From the Peer Learning Events, have emerged concepts on sustainability as understood and pursued by the participants1. Some refer to sustainability as viability. To others, it implies "being alive, and being able to "exist, thrive and serve its purpose over a non-immediate time frame." It implies "having enough, not worrying about tomorrow more than about the mission." Some further say sustainability refers to "the ability of an organization to be able to endure any challenges in order to achieve its mission and goals;" "the ability, in different situations, to provide services for the community according to the organization's mission."

What does it take to become sustainable? While all participants to the PLEs agree that finances are important, they also agree that it is "not just about endowment but permanence of the organization. "Financial resources are important, but it's not just about money." Rather, "the organization must be built on sound core values," and "it must be grounded on the needs of the people." Such grounding will help community foundations, in particular, to "tap local resources to meet local needs" and thereby promote its own sustainability. It is also about being "flexible, being able to expand when you have the opportunity or contract when you can no longer support the size of the organization." Above all, the organization must be "forward looking" as articulated in its vision, mission and goal statements. As one participant says, "it's not just about having resources, but about a state of mind—how you connect, how you use your resources."

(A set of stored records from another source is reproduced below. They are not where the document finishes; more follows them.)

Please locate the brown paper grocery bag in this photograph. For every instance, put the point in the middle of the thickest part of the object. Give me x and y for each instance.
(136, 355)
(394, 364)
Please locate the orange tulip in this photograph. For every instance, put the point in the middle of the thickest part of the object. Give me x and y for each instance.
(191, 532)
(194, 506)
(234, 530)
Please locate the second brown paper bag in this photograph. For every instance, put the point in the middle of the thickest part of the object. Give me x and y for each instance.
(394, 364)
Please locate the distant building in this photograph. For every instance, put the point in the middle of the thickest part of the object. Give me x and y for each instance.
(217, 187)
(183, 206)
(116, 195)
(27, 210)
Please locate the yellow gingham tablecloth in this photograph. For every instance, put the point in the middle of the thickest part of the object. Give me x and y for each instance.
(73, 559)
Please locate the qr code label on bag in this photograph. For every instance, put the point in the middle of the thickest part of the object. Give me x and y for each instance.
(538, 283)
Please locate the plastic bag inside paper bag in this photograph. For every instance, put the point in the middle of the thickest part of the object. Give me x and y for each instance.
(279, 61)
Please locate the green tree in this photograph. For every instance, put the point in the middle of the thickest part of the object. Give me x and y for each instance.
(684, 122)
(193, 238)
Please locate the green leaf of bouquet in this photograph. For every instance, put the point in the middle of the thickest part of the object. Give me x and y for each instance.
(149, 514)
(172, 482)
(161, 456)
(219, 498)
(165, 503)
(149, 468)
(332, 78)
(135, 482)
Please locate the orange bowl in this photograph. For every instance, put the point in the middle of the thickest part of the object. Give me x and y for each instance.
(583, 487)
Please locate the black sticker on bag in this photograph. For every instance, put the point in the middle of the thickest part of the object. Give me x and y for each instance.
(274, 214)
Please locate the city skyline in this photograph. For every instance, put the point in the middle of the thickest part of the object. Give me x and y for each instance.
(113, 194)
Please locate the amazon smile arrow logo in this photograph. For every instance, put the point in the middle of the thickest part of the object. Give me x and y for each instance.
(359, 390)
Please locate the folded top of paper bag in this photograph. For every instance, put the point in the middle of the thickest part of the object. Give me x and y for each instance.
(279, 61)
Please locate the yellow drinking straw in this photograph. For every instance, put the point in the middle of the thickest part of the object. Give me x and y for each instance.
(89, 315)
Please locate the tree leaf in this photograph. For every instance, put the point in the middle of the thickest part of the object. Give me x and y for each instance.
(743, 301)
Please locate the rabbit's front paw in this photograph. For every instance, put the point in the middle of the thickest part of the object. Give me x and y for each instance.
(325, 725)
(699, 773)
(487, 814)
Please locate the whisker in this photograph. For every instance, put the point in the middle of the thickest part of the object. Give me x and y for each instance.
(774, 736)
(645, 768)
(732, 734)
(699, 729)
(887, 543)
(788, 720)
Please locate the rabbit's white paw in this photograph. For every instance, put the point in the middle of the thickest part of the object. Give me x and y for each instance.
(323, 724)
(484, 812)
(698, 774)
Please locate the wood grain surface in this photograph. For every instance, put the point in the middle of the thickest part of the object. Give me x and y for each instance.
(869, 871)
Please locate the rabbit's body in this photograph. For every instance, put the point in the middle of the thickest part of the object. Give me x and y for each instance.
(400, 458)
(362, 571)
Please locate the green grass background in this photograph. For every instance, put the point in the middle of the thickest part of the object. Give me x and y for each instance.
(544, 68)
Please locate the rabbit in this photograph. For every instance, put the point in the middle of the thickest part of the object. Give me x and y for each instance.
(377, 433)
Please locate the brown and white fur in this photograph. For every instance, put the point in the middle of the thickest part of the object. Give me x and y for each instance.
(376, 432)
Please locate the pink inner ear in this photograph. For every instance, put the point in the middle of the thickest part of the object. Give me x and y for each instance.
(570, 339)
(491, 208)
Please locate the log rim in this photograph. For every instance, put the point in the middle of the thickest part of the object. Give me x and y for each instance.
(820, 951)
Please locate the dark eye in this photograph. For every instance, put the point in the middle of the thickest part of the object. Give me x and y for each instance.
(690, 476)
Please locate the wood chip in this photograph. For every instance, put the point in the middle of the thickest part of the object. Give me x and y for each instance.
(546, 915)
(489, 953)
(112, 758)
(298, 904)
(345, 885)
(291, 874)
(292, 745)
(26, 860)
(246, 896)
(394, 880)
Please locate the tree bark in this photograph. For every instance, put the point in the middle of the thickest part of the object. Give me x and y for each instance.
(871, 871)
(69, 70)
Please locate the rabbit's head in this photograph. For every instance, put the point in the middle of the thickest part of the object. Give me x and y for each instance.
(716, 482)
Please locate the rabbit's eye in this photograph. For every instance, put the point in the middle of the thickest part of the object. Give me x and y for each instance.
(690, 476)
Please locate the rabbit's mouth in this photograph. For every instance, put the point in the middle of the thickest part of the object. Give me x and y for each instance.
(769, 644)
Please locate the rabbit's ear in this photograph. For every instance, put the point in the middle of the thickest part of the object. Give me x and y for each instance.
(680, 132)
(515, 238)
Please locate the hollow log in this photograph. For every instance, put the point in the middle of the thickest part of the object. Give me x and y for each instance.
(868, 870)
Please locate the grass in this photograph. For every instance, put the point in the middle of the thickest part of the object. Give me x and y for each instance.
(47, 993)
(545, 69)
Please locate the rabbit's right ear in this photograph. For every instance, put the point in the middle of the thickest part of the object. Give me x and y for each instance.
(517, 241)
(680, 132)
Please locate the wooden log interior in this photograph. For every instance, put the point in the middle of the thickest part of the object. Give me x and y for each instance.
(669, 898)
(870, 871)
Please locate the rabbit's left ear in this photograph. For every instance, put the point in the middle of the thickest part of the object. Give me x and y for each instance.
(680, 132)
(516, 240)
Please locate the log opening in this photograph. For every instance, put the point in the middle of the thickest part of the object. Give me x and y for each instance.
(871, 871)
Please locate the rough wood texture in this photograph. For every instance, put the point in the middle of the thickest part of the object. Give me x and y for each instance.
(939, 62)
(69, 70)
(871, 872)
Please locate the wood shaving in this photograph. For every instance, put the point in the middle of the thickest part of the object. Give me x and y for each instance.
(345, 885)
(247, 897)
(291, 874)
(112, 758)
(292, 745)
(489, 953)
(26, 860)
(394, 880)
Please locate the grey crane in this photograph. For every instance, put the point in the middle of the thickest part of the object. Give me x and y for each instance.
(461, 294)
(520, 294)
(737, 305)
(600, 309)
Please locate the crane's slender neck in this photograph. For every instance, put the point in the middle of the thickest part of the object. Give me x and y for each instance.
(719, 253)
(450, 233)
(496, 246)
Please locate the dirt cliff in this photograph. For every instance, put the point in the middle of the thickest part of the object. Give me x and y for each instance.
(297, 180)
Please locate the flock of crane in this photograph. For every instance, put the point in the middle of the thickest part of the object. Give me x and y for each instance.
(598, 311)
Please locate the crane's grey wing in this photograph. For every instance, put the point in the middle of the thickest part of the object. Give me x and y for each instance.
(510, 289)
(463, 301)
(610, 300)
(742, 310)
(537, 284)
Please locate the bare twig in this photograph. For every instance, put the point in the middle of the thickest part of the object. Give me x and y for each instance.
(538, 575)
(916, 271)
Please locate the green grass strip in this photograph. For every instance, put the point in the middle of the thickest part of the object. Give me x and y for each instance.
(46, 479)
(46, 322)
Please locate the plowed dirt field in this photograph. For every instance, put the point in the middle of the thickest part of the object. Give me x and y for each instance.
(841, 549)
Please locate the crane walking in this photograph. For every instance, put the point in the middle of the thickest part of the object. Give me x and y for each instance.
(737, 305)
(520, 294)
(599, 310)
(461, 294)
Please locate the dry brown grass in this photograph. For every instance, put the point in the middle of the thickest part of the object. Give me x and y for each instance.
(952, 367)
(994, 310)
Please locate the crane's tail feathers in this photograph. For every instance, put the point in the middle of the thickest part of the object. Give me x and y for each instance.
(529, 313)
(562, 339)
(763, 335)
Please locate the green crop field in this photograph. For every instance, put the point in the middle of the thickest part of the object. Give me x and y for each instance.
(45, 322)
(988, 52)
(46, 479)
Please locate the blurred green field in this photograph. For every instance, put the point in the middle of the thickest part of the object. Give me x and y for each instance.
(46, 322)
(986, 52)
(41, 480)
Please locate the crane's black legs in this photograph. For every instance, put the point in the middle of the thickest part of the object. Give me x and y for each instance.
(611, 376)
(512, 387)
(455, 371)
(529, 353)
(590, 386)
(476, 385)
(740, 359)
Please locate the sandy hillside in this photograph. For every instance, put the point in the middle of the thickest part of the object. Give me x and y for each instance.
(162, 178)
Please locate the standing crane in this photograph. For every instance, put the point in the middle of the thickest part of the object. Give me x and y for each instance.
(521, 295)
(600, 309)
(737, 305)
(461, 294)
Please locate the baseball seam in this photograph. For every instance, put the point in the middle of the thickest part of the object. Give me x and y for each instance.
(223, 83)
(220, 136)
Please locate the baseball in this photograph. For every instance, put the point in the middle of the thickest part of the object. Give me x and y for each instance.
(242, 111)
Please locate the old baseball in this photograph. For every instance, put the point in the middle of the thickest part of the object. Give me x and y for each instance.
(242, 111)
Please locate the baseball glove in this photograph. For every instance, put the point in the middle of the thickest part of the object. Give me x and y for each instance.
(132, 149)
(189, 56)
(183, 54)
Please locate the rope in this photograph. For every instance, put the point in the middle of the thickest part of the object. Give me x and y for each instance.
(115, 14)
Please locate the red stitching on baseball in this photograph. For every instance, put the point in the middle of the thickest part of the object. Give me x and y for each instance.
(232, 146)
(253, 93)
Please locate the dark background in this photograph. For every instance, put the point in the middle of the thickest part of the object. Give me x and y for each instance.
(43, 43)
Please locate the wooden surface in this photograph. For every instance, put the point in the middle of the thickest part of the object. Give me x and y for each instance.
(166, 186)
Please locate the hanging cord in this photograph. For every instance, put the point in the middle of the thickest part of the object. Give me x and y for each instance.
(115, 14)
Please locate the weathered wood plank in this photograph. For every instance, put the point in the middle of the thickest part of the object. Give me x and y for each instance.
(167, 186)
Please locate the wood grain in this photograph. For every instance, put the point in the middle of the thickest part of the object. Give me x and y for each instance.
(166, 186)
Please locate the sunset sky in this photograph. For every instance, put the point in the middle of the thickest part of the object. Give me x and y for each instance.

Thus over and above financial health, the following are the essential elements of sustainability as seen by the PLE participants.

  • Clear purpose, vision, mission and goals
  • Existence of a strategic, long-term plan
  • Relevance to needs, goals and priorities of members and stakeholders
  • Effective leadership
  • Effective use of human resources (board, staff and volunteers)
  • Effective and appropriate structure
  • Vitality and effective mobilization of resources (concept of having enough)
  • Meaningful programs and activities for the community Support, involvement and empowerment of community stakeholders
  • Partnerships and collaboration
  • Effective budget
  • Endurance and flexibility
  • Use of technology and other cost reduction measures
  • Reduced operating costs

1WINGS Notes on Peer Learning Events on "Sustainability of Grantmaker Associations and Support Organizations in Africa and the Middle East, July 21 - 23, 2009, Cape Town, South Africa" and "Sustainability of Community Foundations and CF Support Organizations, October 7 to 9, 2009, San Antonio, Texas, USA".